0

I need calculate md5 for each file in UNC folder (\\192.168.1.3\ABC). The problem is this folder has large number of files (~2000 files) This code below take me 2,5 hours to finish.

 foreach (var file in filesInFolder)
 {
    using (var md5 = MD5.Create())
     {
       using (var stream = File.OpenRead(file))
        {
           var md5Check = BitConverter.ToString(md5.ComputeHash(stream)).Replace("-", "‌​").ToLower();
           dicMD5[file] =md5Check;
        }
     }
 }

if ABC is local folder it takes about 5 mins to complete this code above.
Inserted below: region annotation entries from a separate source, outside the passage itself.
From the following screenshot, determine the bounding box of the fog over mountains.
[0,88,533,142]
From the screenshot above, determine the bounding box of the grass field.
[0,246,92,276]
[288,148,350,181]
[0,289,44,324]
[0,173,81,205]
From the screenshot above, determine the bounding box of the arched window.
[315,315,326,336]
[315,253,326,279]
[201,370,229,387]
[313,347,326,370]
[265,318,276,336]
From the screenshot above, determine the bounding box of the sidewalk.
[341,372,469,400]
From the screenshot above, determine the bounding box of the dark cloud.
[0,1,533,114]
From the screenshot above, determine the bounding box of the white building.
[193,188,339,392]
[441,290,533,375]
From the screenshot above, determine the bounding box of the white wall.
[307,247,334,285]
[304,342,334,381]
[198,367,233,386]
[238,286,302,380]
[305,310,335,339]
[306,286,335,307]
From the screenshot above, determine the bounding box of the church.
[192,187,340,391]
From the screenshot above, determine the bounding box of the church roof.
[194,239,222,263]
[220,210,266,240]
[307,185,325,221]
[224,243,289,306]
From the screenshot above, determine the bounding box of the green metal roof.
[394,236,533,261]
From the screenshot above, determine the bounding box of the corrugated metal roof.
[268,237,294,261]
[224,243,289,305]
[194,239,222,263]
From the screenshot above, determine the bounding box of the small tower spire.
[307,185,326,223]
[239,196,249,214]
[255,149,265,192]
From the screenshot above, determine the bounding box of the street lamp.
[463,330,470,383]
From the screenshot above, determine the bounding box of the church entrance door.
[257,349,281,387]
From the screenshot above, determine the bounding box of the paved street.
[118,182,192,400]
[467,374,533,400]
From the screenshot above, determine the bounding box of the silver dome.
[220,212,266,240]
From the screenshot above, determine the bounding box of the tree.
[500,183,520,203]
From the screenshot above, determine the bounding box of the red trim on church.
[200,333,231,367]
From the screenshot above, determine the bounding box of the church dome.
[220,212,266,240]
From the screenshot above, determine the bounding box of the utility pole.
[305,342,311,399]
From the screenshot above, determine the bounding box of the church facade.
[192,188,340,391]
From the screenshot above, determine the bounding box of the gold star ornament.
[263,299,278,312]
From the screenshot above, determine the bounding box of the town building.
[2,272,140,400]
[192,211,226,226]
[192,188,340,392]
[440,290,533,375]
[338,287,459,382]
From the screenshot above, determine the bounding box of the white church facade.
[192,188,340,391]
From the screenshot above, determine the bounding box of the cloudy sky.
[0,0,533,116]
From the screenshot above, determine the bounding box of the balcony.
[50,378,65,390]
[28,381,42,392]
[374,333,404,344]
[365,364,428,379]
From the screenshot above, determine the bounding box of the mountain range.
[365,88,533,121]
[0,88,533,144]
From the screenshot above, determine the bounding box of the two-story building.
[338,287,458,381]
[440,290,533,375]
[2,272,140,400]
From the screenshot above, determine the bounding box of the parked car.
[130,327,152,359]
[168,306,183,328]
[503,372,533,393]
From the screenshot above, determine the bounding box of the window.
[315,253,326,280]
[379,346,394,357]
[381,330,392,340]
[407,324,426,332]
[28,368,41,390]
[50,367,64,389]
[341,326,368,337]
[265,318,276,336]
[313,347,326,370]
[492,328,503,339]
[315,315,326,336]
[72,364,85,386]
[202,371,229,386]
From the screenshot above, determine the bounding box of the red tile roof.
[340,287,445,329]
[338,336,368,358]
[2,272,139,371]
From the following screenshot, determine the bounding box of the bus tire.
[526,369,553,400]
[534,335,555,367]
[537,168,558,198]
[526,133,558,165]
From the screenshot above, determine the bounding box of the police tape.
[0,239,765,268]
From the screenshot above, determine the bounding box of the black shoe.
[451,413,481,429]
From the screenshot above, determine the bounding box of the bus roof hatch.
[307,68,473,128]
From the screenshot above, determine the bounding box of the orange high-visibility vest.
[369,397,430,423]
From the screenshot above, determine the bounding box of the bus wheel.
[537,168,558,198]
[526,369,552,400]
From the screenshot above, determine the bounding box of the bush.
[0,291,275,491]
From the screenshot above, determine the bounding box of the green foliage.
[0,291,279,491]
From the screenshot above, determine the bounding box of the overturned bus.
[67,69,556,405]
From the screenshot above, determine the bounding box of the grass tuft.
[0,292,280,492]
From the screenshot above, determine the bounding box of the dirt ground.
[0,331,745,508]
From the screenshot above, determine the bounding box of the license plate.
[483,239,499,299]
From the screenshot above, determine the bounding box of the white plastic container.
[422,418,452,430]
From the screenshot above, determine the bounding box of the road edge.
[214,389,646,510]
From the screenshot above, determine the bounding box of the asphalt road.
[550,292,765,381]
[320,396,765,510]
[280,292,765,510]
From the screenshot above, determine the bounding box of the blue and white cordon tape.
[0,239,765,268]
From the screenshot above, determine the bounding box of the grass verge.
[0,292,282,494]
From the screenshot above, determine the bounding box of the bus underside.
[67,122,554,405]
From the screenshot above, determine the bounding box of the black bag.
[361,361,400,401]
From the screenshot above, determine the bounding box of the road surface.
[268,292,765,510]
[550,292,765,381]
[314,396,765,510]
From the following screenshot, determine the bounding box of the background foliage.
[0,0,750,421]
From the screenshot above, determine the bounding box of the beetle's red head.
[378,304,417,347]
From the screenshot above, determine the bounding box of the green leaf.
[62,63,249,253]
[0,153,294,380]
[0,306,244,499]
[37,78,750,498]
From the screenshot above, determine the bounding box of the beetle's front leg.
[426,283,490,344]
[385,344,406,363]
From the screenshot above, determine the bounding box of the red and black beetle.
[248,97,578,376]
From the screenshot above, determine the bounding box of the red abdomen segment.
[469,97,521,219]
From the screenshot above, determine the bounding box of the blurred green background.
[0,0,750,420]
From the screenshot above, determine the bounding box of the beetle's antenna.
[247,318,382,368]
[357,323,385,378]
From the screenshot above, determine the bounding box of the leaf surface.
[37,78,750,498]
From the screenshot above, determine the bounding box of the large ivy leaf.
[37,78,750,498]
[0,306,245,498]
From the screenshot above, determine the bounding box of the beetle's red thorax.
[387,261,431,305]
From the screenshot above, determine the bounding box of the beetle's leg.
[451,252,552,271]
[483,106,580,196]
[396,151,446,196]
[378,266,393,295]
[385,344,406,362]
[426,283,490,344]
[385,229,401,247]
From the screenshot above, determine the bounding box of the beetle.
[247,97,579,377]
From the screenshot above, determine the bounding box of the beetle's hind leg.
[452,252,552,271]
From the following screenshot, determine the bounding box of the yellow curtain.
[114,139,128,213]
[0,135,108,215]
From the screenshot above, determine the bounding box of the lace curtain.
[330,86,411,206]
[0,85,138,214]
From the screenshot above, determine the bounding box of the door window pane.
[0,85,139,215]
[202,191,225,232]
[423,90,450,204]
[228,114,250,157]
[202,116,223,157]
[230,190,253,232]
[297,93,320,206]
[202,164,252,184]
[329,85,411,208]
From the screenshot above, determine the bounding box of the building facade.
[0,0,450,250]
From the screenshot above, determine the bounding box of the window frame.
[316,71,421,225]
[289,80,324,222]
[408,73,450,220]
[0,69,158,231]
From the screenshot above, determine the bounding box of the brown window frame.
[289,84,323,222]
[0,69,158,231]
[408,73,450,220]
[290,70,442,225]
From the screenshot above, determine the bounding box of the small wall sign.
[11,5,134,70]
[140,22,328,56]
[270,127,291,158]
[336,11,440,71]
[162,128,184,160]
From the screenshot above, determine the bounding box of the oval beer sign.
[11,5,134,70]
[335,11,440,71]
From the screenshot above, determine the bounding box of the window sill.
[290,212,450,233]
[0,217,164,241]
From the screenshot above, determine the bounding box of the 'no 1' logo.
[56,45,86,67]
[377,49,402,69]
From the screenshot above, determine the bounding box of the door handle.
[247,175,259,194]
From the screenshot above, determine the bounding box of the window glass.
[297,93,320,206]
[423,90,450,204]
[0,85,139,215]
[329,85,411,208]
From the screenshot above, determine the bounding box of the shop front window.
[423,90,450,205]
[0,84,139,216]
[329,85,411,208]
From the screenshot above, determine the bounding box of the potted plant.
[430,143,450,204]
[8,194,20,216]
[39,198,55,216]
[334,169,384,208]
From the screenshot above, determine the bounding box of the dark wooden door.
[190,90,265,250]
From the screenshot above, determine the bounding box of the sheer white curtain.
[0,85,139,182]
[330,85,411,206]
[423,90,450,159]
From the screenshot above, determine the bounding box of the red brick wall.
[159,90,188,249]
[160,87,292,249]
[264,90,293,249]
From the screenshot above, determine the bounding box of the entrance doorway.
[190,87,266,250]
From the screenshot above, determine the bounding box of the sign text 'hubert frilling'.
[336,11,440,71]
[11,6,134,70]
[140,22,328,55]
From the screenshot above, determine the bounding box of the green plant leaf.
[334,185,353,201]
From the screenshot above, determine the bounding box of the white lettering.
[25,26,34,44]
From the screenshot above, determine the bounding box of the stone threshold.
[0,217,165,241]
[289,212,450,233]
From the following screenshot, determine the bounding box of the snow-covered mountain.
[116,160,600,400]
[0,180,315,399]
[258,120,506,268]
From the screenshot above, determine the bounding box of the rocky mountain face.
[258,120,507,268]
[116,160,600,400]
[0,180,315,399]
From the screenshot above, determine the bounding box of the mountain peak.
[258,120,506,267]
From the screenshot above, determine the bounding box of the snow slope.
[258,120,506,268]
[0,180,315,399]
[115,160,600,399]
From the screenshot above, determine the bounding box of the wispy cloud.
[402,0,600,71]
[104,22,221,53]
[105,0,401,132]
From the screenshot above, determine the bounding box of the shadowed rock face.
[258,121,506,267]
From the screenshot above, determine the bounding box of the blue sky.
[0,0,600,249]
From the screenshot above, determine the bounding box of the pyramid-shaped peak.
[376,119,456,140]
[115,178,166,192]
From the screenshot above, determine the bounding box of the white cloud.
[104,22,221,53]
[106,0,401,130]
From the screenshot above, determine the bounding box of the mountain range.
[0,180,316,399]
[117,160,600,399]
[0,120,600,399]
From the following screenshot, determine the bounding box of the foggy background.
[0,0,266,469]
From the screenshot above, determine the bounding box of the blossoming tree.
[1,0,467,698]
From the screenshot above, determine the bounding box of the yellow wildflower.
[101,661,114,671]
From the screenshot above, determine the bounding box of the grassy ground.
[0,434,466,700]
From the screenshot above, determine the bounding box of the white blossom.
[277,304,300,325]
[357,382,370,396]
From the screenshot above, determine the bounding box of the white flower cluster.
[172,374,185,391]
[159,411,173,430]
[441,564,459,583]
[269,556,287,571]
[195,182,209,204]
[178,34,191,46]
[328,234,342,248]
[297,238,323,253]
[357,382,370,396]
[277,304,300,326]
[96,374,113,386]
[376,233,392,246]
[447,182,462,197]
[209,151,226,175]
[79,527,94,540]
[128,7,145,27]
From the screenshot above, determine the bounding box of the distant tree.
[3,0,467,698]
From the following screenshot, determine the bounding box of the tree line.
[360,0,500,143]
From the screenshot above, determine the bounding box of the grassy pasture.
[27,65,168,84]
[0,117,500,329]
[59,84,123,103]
I think i need some help for better approach. Please help me thanks alot

  • Possible duplicate of [What is the fastest way to create a checksum for large files in C#](https://stackoverflow.com/questions/1177607/what-is-the-fastest-way-to-create-a-checksum-for-large-files-in-c-sharp) – Richardissimo Oct 12 '18 at 04:27

2 Answers2

0

So since it runs locally in about 5 minutes, the issue probably has to do with reading the files over the network. The best way to speed it up would be to put the program locally where the files are at, and have it communicate results to another machine if need be. I realize there are times when that wont work, so that limits what you can do.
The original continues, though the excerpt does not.